By Matthew Simmons
Rian Johnson has steadily been working up as one of the best working directors today. Films like BRICK and LOOPER showcased the director’s keen attention to detail, while STAR WARS: THE LAST JEDI proved that Johnson can easily bring that same depth to a beloved franchise. Before Johnson reportedly travels back to that galaxy far, far away, he takes on the murder mystery genre with his latest feature, KNIVES OUT. Branded as “A Rian Johnson Whodunnit”, the film follows Detective Benoit Blanc (Daniel Craig) as he investigates the sudden apparent suicide of 85 year old Harlan Thrombey (Christopher Plummer), a bestselling mystery novelist. He leaves behind a massive estate and fortune, one that his family has been using to help propel them into successful careers – a real estate mogul (Jamie Lee Curtis), a head of Harlan’s own publishing company (Michael Shannon), a Goop-like lifestyle guru (Toni Collette) – all of which have been using the family money for their own personal use, and all of which are viable suspects. Blanc immediately suspects foul play, so he enlists the help of Harlan’s nurse and close friend, Marta (Ana de Armas), and the two of them must figure out the chain of events that lead to Harlan’s death.
Most of the film takes place within the Thrombey estate, and it is a gorgeous centerpiece for the film. It’s filled to the brim with various statues, paintings, large archways and a peculiar wheel of knives that is prominent in many scenes. One character correctly describes it as “straight out of CLUE”, one of the many references and homages to classic staples of the genre. Cinematographer Steve Yedlin shoots the manor deep in shadows, as if a character or secret could be hidden around any corner (and sometimes they are). It’s a fabulous piece of production design and I’m sure on future rewatches holds a multitude of clues and hints.
While KNIVES OUT is heavily rooted in the mystery genre, it plays with those usual expectations and subverts them in consistently fresh and surprising ways. There’s a bit of information released early on the film that sets this film apart from other whodunnits, and this structure allows Johnson to cast doubt behind every character’s actions and makes the viewer unaware of what will happen next. The screenplay is not only a meticulously crafted and wildly entertaining thrill ride, it’s also quite funny. While there are a few laugh-out-loud visual gags (maybe the best on-screen use of vomit?), most of the laughs come from the confrontations between characters, usually through the clever dialogue. The comedy and mystery elements are balanced expertly so one does not cut the tension throughout. It also has a fairly large amount to say about the current socio-political state of our country in a way that was a welcome surprise. I won’t spoil any of the surprises in store, but all of this amounts to an instantly iconic final shot that wraps up the movie in great fashion.

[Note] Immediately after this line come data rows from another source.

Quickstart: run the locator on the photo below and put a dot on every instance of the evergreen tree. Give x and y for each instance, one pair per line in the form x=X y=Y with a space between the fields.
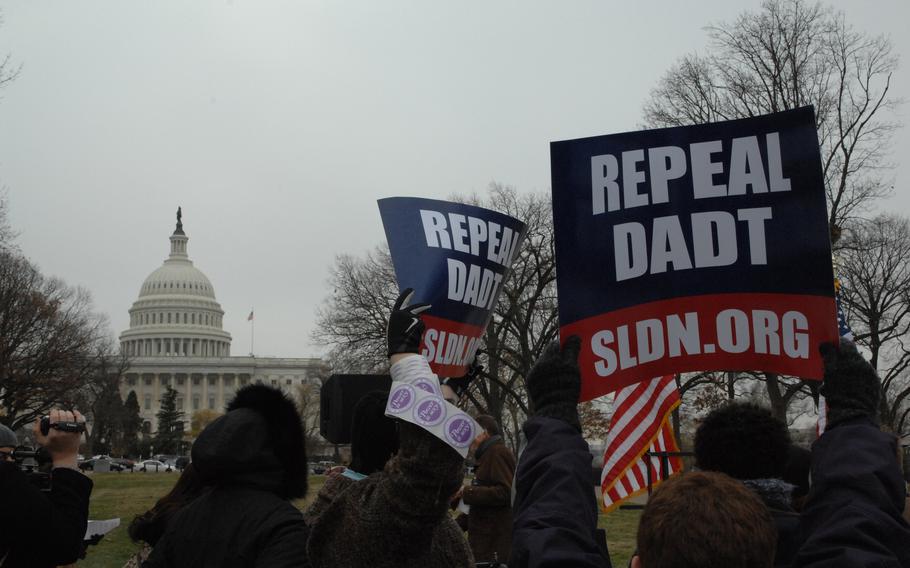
x=131 y=424
x=170 y=424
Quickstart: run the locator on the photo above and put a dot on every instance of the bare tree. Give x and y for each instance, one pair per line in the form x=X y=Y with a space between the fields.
x=875 y=270
x=789 y=54
x=353 y=319
x=50 y=341
x=308 y=405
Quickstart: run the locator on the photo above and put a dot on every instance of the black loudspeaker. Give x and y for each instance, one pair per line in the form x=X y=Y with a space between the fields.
x=337 y=399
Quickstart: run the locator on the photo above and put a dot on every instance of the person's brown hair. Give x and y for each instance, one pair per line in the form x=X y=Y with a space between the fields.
x=489 y=424
x=705 y=520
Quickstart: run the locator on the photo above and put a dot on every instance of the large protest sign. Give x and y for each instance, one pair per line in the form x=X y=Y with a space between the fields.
x=455 y=257
x=694 y=248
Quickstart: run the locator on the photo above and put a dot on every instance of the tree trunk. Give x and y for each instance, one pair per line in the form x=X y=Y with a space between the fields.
x=776 y=397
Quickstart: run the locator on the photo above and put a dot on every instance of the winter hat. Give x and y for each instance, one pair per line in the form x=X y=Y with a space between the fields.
x=374 y=436
x=260 y=441
x=554 y=383
x=743 y=440
x=851 y=387
x=7 y=437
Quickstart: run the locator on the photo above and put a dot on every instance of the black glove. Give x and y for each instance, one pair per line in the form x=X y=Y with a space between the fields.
x=405 y=327
x=554 y=382
x=851 y=388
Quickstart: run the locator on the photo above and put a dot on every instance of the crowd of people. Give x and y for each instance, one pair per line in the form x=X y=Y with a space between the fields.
x=754 y=500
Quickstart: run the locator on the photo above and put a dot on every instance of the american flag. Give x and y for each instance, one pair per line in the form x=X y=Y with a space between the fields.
x=843 y=329
x=640 y=423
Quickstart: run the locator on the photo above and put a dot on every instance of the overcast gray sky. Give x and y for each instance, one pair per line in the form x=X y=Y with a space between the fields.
x=277 y=125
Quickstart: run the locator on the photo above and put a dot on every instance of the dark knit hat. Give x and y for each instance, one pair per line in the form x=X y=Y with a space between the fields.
x=851 y=387
x=554 y=383
x=743 y=440
x=259 y=441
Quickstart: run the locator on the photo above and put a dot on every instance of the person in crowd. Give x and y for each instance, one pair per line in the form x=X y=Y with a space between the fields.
x=852 y=516
x=705 y=520
x=398 y=518
x=555 y=514
x=254 y=457
x=43 y=529
x=148 y=527
x=489 y=521
x=746 y=442
x=374 y=440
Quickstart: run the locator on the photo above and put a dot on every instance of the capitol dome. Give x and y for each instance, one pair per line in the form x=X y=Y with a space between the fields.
x=176 y=313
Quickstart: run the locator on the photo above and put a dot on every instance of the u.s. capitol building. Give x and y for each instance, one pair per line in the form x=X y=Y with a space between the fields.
x=176 y=339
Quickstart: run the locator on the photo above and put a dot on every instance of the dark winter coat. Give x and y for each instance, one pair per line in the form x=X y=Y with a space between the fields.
x=42 y=529
x=255 y=458
x=489 y=523
x=554 y=509
x=852 y=517
x=396 y=518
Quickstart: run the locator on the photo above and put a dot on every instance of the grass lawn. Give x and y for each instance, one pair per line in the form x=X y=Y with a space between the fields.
x=125 y=495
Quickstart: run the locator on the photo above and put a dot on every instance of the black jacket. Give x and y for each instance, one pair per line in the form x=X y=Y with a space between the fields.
x=555 y=513
x=247 y=519
x=42 y=529
x=852 y=517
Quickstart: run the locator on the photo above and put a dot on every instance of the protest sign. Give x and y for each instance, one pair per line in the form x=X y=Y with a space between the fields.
x=455 y=257
x=694 y=248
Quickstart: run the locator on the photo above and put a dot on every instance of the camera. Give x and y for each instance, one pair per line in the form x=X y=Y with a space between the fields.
x=62 y=426
x=31 y=461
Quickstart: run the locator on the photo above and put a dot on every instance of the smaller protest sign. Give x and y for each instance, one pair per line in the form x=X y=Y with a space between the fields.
x=416 y=397
x=703 y=247
x=455 y=257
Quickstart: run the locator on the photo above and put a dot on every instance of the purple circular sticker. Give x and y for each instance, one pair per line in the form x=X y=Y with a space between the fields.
x=459 y=431
x=431 y=411
x=425 y=385
x=401 y=399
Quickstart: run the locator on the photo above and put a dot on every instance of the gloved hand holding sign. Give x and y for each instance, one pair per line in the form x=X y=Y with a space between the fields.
x=405 y=326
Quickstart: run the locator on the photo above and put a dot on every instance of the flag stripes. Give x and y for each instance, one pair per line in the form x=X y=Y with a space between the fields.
x=640 y=423
x=843 y=329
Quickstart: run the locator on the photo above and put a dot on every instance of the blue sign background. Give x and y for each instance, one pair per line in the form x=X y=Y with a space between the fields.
x=424 y=268
x=798 y=248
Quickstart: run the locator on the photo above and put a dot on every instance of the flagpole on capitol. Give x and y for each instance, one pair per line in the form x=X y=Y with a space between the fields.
x=252 y=321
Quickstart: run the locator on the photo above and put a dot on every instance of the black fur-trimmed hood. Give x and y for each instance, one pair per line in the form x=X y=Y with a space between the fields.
x=259 y=442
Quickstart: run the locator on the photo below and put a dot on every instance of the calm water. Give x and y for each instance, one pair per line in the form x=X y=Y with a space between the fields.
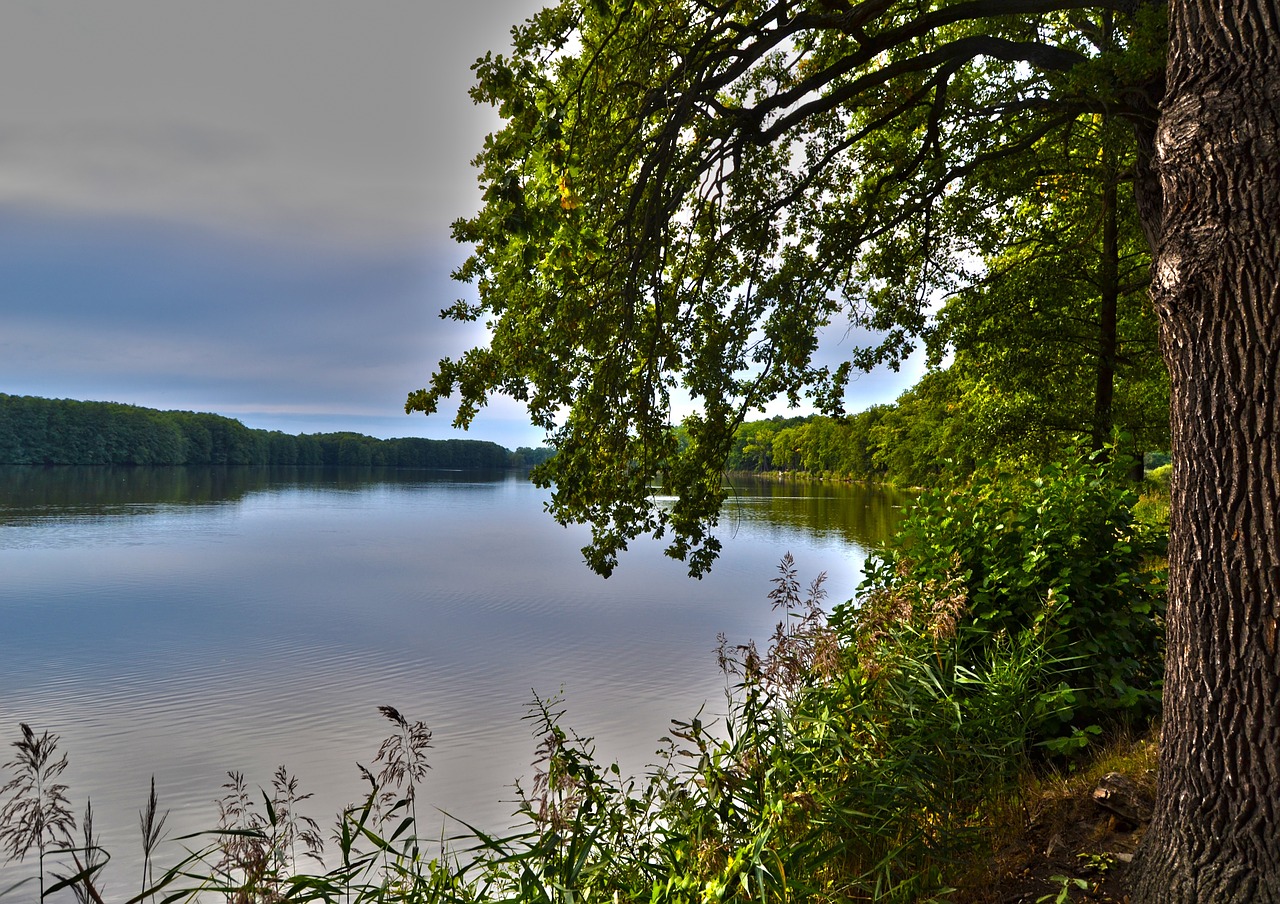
x=184 y=622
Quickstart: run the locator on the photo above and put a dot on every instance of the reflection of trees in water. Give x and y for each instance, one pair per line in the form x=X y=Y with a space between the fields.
x=862 y=515
x=859 y=515
x=28 y=492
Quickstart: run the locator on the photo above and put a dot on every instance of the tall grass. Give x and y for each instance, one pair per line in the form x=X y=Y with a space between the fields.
x=837 y=775
x=860 y=759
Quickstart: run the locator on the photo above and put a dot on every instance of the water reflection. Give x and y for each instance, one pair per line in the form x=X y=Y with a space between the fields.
x=182 y=622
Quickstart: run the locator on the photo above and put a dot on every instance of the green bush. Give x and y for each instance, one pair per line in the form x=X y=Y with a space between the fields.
x=1056 y=557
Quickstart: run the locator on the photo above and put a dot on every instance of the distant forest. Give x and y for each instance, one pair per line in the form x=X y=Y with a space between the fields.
x=64 y=432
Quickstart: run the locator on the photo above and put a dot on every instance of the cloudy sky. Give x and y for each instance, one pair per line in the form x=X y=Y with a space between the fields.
x=243 y=206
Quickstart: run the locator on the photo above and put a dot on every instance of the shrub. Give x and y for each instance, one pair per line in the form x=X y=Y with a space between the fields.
x=1054 y=560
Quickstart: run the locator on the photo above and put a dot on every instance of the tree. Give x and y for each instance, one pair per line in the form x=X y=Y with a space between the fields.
x=1216 y=831
x=685 y=192
x=1059 y=328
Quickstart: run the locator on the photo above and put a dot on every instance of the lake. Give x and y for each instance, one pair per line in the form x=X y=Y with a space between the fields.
x=184 y=622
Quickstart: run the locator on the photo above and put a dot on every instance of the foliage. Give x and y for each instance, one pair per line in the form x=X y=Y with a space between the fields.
x=682 y=195
x=1052 y=558
x=860 y=763
x=64 y=432
x=36 y=812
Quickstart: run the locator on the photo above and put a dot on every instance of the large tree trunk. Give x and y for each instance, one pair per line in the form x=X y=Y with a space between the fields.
x=1216 y=831
x=1109 y=309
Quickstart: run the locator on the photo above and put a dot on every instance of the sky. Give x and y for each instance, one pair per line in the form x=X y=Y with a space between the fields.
x=243 y=208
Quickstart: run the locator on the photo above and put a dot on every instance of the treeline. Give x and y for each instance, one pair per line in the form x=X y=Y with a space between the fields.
x=64 y=432
x=946 y=427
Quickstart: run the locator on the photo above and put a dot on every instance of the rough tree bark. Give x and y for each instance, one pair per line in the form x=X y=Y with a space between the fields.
x=1216 y=830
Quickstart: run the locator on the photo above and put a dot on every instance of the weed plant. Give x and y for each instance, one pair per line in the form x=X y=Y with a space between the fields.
x=860 y=759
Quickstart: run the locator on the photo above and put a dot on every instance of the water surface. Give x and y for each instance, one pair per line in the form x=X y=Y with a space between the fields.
x=183 y=622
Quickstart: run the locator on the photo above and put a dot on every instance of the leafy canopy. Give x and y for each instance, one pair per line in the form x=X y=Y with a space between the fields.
x=682 y=193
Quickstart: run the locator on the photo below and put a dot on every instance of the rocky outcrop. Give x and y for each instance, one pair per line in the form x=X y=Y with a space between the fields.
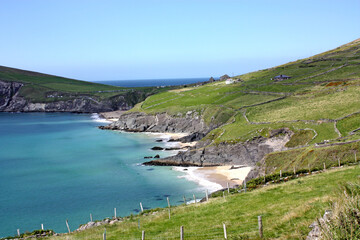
x=8 y=94
x=247 y=153
x=191 y=123
x=11 y=101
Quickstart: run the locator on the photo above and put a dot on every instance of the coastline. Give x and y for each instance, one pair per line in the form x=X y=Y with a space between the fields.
x=216 y=178
x=211 y=178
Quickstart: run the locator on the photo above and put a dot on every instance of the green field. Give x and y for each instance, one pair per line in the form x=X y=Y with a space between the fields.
x=320 y=96
x=287 y=210
x=40 y=87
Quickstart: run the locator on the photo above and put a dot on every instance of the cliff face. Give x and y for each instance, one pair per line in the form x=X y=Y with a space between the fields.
x=248 y=153
x=204 y=153
x=11 y=101
x=142 y=122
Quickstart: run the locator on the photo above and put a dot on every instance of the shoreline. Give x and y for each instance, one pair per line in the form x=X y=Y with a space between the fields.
x=212 y=178
x=216 y=178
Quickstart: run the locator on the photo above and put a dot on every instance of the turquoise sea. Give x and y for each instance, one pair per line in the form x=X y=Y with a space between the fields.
x=58 y=166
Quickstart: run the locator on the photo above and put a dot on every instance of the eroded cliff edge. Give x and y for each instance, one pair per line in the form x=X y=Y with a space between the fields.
x=12 y=101
x=204 y=153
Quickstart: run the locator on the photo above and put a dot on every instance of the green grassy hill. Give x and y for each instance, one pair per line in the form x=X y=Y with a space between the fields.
x=320 y=103
x=42 y=88
x=287 y=210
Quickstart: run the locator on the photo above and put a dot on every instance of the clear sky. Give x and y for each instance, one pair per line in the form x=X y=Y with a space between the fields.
x=144 y=39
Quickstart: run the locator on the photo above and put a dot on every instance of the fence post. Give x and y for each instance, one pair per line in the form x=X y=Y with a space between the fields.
x=67 y=225
x=260 y=226
x=225 y=235
x=182 y=233
x=167 y=198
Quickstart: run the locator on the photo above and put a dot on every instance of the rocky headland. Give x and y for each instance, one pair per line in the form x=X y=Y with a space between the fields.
x=12 y=101
x=203 y=153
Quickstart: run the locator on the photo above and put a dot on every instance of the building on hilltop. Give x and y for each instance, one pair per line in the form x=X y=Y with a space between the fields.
x=281 y=77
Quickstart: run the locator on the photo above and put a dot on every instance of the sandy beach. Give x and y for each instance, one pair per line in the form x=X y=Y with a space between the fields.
x=216 y=178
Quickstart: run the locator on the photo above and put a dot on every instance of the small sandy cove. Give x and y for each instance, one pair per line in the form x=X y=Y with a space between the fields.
x=234 y=175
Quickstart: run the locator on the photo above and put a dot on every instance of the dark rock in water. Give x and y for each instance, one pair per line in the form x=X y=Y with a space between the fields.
x=243 y=153
x=173 y=163
x=157 y=148
x=171 y=149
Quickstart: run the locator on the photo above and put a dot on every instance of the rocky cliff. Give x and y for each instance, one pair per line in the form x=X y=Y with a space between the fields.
x=204 y=153
x=247 y=153
x=11 y=101
x=141 y=122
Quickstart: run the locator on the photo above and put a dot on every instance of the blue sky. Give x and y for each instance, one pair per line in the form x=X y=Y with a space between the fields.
x=144 y=39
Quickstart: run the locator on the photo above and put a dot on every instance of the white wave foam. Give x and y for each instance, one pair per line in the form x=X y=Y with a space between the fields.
x=96 y=118
x=195 y=176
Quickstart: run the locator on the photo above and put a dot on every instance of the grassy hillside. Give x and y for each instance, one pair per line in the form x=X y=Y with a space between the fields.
x=287 y=211
x=40 y=87
x=320 y=102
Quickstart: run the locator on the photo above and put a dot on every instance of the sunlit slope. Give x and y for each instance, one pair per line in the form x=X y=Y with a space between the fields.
x=287 y=211
x=39 y=87
x=322 y=94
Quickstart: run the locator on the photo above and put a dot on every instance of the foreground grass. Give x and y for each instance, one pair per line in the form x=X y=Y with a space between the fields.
x=287 y=209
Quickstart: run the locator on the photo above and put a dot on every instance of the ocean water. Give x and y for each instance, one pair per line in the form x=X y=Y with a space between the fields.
x=58 y=166
x=153 y=82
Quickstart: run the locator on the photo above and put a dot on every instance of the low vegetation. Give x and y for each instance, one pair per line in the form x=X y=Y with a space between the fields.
x=344 y=222
x=287 y=210
x=319 y=103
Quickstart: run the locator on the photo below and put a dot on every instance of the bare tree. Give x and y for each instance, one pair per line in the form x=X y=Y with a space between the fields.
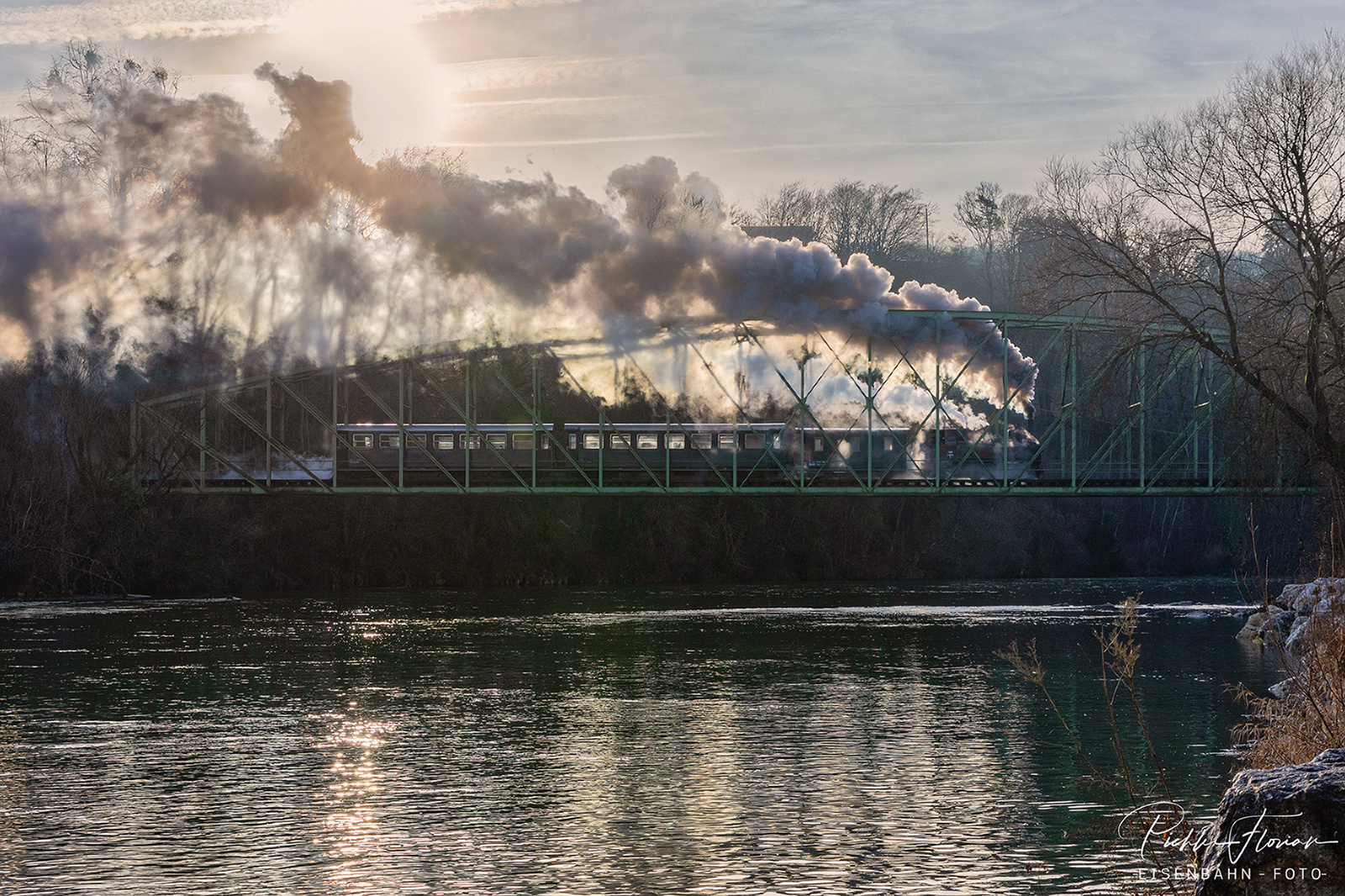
x=876 y=219
x=999 y=224
x=81 y=125
x=1228 y=215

The whole star-studded cast is clearly having a ball bringing these characters to life, maybe none-so as much as Craig’s detective, whose outrageous southern drawl and ability to seemingly appear out of nowhere is a delight every time he’s on screen. His interactions with Lakeith Stanfield and Noah Segan’s cops are highly entertaining. The Thrombey family is solid overall as well, even if they’re not all equally utilized, with Jamie Lee Curtis, Toni Collette and Chris Evans doing the most with what they’re given (Evans especially shines playing against his type). But it’s Ana de Armas’s turn as Marta that practically carries the film. De Armas has been proving her chops in notable supporting roles, but here she flexes her muscles in a fully fledged lead performance and knocks it out of the park. Her kind nature contrasts heavily with the egotistical and selfish Thrombey’s, and provides the film with an unexpected amount of heart. Marta and Harlan share some scenes early on that are remarkably tender and build their relationship in a way that’s integral for the film to work, and it works like gangbusters.
KNIVES OUT is the definition of perfect entertainment. In a year filled with some superb movies, this one is easily the most fun I’ve had in a theater. Johnson has crafted a stylized, clever and purely unique film that, in a fair and just world, would spawn numerous sequels with Detective Blanc solving mysteries around the country. I wish all movies were as fun as this.